We entered 2020 expecting an active IPO market from March to July, due to the depth of the pipeline and strong returns in the prior year. However, volatility from the coronavirus outbreak has now essentially shut down the spring IPO market. With admitted uncertainty, we expect a narrower IPO window in the summer, for companies relatively unaffected by the virus. More companies will tentatively target fall IPOs, including the seasonally-active months of September and October.

These are the three key hurdles shaping the 2020 IPO market:

Hurdle 1: Market volatility causes IPO activity to grind to a virtual halt (March – April)
It is nearly impossible to price most IPOs when volatility is near record highs. The Renaissance IPO Index dropped 9% on Monday, and the VIX Volatility Index reached its highest level since 2009. It has historically taken a few months for the IPO market to return to normal levels of issuance following volatility spikes of this magnitude.

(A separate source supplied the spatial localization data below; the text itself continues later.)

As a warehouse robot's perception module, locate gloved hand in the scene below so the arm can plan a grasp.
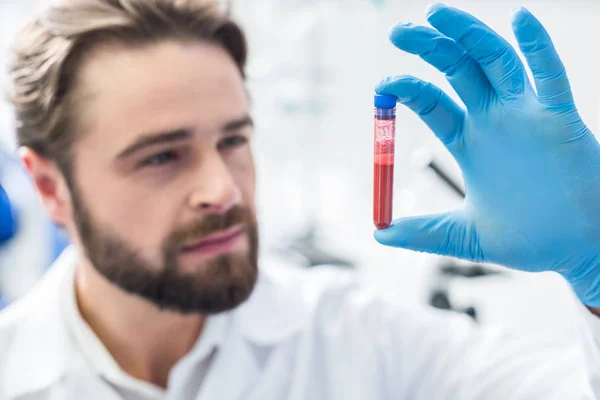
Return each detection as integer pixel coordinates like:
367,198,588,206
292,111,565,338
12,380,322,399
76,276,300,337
0,185,17,245
375,4,600,307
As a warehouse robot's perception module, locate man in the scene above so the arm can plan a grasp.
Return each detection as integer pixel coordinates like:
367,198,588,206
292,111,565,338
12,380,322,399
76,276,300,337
0,0,600,400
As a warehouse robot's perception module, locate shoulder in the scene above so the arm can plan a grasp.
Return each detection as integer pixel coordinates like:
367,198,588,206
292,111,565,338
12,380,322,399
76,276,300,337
0,248,74,399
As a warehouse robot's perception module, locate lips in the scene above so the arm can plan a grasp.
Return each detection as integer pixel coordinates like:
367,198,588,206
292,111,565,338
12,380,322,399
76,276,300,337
183,225,244,252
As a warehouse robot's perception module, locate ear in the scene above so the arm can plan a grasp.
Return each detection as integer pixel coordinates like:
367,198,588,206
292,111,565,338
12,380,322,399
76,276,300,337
19,147,71,226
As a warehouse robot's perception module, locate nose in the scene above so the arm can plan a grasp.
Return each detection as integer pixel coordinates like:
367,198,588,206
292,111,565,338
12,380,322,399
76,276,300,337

Any IPO will need to offer public investors extremely favorable discounts relative to public peers, if they can get done at all.

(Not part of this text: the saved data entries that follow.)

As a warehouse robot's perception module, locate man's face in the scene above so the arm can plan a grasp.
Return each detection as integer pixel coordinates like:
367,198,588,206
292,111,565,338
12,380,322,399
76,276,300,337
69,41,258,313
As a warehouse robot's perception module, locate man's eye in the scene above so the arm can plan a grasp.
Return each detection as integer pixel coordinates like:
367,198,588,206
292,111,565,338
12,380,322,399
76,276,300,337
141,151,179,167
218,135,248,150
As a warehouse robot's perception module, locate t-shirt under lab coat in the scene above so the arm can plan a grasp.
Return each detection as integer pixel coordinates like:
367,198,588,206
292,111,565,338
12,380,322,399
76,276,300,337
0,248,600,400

Hurdle 2: Virus hits 1H20 financials, dampening summer activity (May – July)
Assuming markets stabilize in a month or two, the second hurdle will come mid-year, when companies report how badly the coronavirus impacted their quarterly results, dampening summer activity. Companies try to go public when their outlook is brightest, with stronger recent quarters translating to higher demand. If investors are asked to buy an IPO coming off a weak quarter, again, they’ll demand sizable discounts.

Several IPOs on file have either cited the coronavirus risk specifically, or are exposed to heavily-impacted areas, including Atotech (delayed), Madewell, and Cole Haan. Companies with steep losses will have a particularly challenging path to IPO; if their growth evaporates, public investors have little reason to take the plunge. In addition to a variety of heavily-discounted deals, we may initially see a handful of SPACs, biotechs (e.g. Imara, Ayala, Lyra, Zentalis, ORIC), device companies (Pulmonx, Inari), defensive names (Albertsons), and "best-of-breed" or "quarantine-friendly" IPOs (ZoomInfo) attempt to test public markets.

Hurdle 3: The US presidential election (November – December)
Issuance typically slows down near the end of an election year. During the five election years since 1996, IPO activity in November and December averaged 11% of the annual total, compared to an average of 21% during non-election years. The current bottleneck may cause more companies to attempt to go public during the fall, and possibly cause an unusually active IPO market during election month.

The IPO investor's coronavirus play
The coronavirus has thrown a wrench in what would have been the most active period of the 2020 IPO market. In a period of high uncertainty, at least one thing is obvious: Going public in the past year was the smartest move a pre-IPO company could have made. And while that may be cold comfort to investors, the silver lining is that IPO buyers often see their greatest opportunities coming out of volatile periods, because even fundamentally strong companies will need to price attractively.